Unsere Lieferinger verwandeln den Start der ADMIRAL 2. Liga-Saison in einen veritablen Debütantenball. Mit Yerwin Sulbaran, Yuri Leles und Jakob Werner treffen gleich drei Akteure bei ihrer Zweitliga-Premiere und sind dementsprechend am überzeugenden und letztlich sehr deutlichen 4:0-Erfolg in Kapfenberg, dem ersten Auftaktsieg seit 2021/22, mitbeteiligt.
Schon in der Anfangsviertelstunde gaben unsere Burschen den Takt vor: Bei der ersten Annäherung hätte eine Abseitsstellung jede Gültigkeit verhindert, Nico Masching köpfelte ohnehin drüber. Dann zeigten Jakob Zangerl – sehenswert von Miha Matjasec eingesetzt – und Ilia Ivanschitz per Fernschuss aus Reihe zwei nach gefälligen Offensivaktionen auf. Auch Kenneth Adejenughure, der an KSV-Schlussmann Colic scheiterte, und Matjasec, sein Schlenzer segelte knapp übers rechte Kreuzeck, kamen der Führung äußerst nahe.

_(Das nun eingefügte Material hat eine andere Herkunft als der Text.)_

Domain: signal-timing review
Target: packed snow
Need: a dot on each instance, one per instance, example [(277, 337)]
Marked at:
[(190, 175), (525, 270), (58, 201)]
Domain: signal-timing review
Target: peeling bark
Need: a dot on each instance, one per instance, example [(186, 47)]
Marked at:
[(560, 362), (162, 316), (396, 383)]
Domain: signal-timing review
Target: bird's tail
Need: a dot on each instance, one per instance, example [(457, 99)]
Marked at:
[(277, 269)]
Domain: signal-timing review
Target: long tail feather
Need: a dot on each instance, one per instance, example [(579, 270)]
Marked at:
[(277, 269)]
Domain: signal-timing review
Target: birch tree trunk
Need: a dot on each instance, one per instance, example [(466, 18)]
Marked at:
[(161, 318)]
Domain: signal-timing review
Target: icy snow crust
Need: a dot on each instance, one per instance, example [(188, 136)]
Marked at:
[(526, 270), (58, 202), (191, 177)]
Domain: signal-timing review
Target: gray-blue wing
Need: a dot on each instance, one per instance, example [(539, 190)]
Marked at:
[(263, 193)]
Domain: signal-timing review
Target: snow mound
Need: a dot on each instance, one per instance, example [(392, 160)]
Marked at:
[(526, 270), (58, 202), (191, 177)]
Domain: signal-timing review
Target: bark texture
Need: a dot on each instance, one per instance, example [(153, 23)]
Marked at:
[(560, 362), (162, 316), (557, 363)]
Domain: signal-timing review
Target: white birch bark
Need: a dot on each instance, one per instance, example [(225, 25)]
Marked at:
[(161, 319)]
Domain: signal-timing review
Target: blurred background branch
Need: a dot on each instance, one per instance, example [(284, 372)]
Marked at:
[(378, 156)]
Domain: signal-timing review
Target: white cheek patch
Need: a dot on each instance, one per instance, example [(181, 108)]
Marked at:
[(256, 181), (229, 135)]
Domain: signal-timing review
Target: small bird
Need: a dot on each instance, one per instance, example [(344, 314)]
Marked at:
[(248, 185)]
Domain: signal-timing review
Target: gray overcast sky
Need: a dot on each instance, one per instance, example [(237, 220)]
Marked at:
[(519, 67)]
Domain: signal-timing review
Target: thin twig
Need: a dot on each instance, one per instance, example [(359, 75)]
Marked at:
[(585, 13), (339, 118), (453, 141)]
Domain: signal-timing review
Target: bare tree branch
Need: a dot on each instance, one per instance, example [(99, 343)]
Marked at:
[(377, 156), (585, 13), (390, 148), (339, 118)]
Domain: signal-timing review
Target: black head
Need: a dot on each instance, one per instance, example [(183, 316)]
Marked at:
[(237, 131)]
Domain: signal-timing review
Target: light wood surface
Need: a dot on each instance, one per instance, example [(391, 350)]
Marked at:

Yerwin Sulbaran belohnte die Bemühungen schließlich, nachdem Ivanschitz ins Mittelfeld gestochen war und abgelegt hatte. Unser Linksaußen schlug erst einen Haken, um dann ins lange Eck abzuschließen (21.). Prompt verdoppelte das Galm-Kollektiv den Vorsprung, indem Adejenughure die Kugel für Ivanschitz ablegte und sah, wie der Kreativkopf Gegenspieler Marinovic versetzte und aus 15 Metern ebenso ins lange Eck abdrückte – 2:0 (28.).
Die Kapfenberger Falken ließen Federn, sie bemühten sich anschließend bis zur Pause trotz hochkarätiger Möglichkeiten (33., 38., 45., 45.+1) vergeblich um eine Antwort.

Die Halbzeitunterbrechung stoppte das steirische Bestreben um den Anschlusstreffer nur zwischenzeitlich. Und doch mussten Rückhalt Jonas Winklhofer und Kollegen nur vereinzelt in extremis eingreifen – so geschehen im Zuge einer Kapfenberger Dreifachchance. Deutlich schnörkelloser gingen es unsere Farben an: Ein Winklhofer-Abschlag landete im Laufweg von Joker Yuri Leles, der seiner Bewachung ent- und Colic im kurzen Eck erwischte – die Entscheidung (71.)!
In der Schlussviertelstunde dieser attraktiven und chancenreichen Begegnung hatten beide Seiten durch Matjasec bzw. Weissenbacher und Heuser noch Gelegenheiten auf weitere Treffer, für den Schlusspunkt zeichnete jedoch ein Liefering-Joker verantwortlich: Jakob Werner finalisierte von der Strafraumgrenze aus via Innenstange (83.). Mit diesem höchst erfreulichen 4:0 endete das Match im Falkenhorst auch.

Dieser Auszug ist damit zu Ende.